Supervisor(s) and Committee member(s): Pål Halvorsen (advisor), Carsten Griwodz (advisor), Niklas Carlsson (opponent), Jörg Ott (opponent), Stein Gjessing (opponent)


Video streaming has gone a long way from its early years in the 90’s. Today, the prevailing technique to stream live and video on demand (VoD) content is adaptive HTTP segment streaming as used by the solutions from for example Apple, Microsoft, and Adobe. The reasons are its simple deployment and management. The HTTP infrastructure, including HTTP proxies, caches and in general Content Delivery Networks (CDNs), is already deployed. Furthermore, HTTP is the de facto standard protocol of the Internet and is therefore allowed to pass through most firewalls and Network Address Translation (NAT) devices. The goal of this thesis is to investigate the possible uses of adaptive HTTP segment streaming beyond the classical linear streaming and to look at ways to make HTTP servers dealing with HTTP segment streaming traffic more efficient.

In addition to the deployment and management benefits, the segmentation of video opens new application possibilities. In this thesis, we investigate those first. For example, we demonstrate on the fly creation of custom video playlists containing only content relevant to a user query. Using user surveys, we show, that it not only saves time to automatically get playlists created from relevant video excerpts, but the user experience increases significantly as well.

However, already the basic capabilities of HTTP segment streaming, i.e., streaming of live and on demand video, are very popular and are creating a huge amount of network traffic. Our analysis of logs provided by a Norwegian streaming provider Comoyo indicates that a substantial amount of the traffic data must be served from places other than the origin server. Since a substantial part of the traffic comes from places other than the origin server, it is important that effective and efficient use of resources not only takes place on the origin server, but also on other, possibly HTTP segment streaming unaware servers.

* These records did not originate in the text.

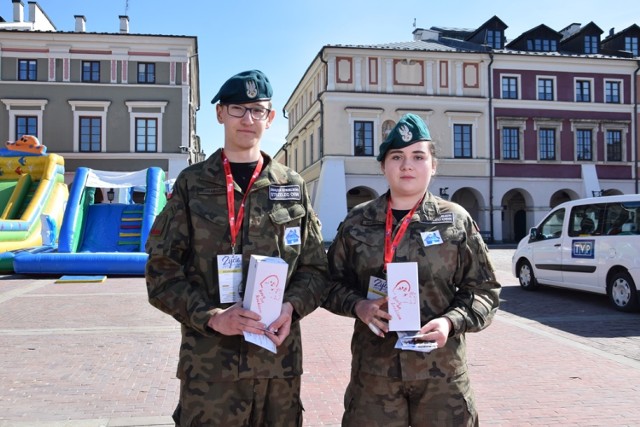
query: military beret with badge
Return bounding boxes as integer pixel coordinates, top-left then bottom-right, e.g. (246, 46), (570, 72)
(377, 113), (431, 162)
(211, 70), (273, 104)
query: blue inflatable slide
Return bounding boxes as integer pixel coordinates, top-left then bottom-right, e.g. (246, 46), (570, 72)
(13, 167), (167, 276)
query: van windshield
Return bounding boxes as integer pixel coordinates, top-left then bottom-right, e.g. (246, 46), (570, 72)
(569, 202), (640, 237)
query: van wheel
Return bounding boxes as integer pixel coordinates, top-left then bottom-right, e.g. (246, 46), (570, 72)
(607, 271), (639, 312)
(518, 260), (538, 291)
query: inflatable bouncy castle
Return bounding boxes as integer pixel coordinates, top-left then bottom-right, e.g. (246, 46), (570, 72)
(0, 135), (69, 271)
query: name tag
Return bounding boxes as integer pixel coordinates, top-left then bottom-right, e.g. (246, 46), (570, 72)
(269, 185), (302, 200)
(284, 227), (301, 246)
(218, 254), (242, 304)
(420, 230), (444, 246)
(429, 212), (455, 224)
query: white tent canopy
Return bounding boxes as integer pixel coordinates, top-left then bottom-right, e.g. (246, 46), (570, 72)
(86, 169), (147, 188)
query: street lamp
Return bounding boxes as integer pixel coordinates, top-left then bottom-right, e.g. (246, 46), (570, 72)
(440, 187), (449, 200)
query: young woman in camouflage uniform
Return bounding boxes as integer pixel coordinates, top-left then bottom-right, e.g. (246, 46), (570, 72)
(146, 70), (327, 426)
(325, 114), (500, 427)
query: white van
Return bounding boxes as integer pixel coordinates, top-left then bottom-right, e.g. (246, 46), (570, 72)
(512, 194), (640, 311)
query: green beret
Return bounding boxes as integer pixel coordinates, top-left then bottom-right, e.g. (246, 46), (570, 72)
(377, 113), (431, 162)
(211, 70), (273, 104)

The HTTP segment streaming unaware servers handle segment streaming data as any other type of web data (HTML pages, images, CSS files, javascript files etc.). It is important to look at how the effectiveness of data delivery from this kind of servers can be improved, because there might be potentially many “off the shelf” servers serving video segments (be it a homemade solution or an HTTP streaming-unaware CDN server). In general, there are three possible places to improve the situation: on the server, in the network and on the client. To improve the situation in the network between the server and the client is generally impossible for a streaming provider. Improving things on the server is possible, but difficult because the serving server might be out of the control of the streaming provider. Best chances are to improve things on the client. Therefore, the major part of this thesis deals with the proposal and evaluation of different modifications to the client-side and only some light modifications to the server-side. In particular, the thesis looks at two types of bottlenecks that can occur. The thesis shows how to deal with a client-side bottleneck using multiple links. In this context, we propose and evaluate a scheduler for partial segment requests. After that, we discuss different techniques on how to deal with a server-side bottleneck with for example different modifications on the transport layer (TCP congestion control variant, TCP Congestion Window (CWND) limitation) and the application layer (the encoding of segments, segment request strategy).

The driving force behind many of these modifications is the on-off traffic pattern that HTTP segment streaming traffic exhibits. The on-off traffic leads in many cases of live streaming to request synchronization as explained in this thesis. The synchronization in turn leads to increased packet loss and hence to a downgrade of throughput, which exhibits itself by decreased segment bitrate, i.e., lower quality of experience. We find that distributing client requests over time by means of a different client request strategy yields good results in terms of quality and the number of clients a server can handle. Other modifications like the limiting of the CWND or using a different congestion control algorithm can also help in many cases.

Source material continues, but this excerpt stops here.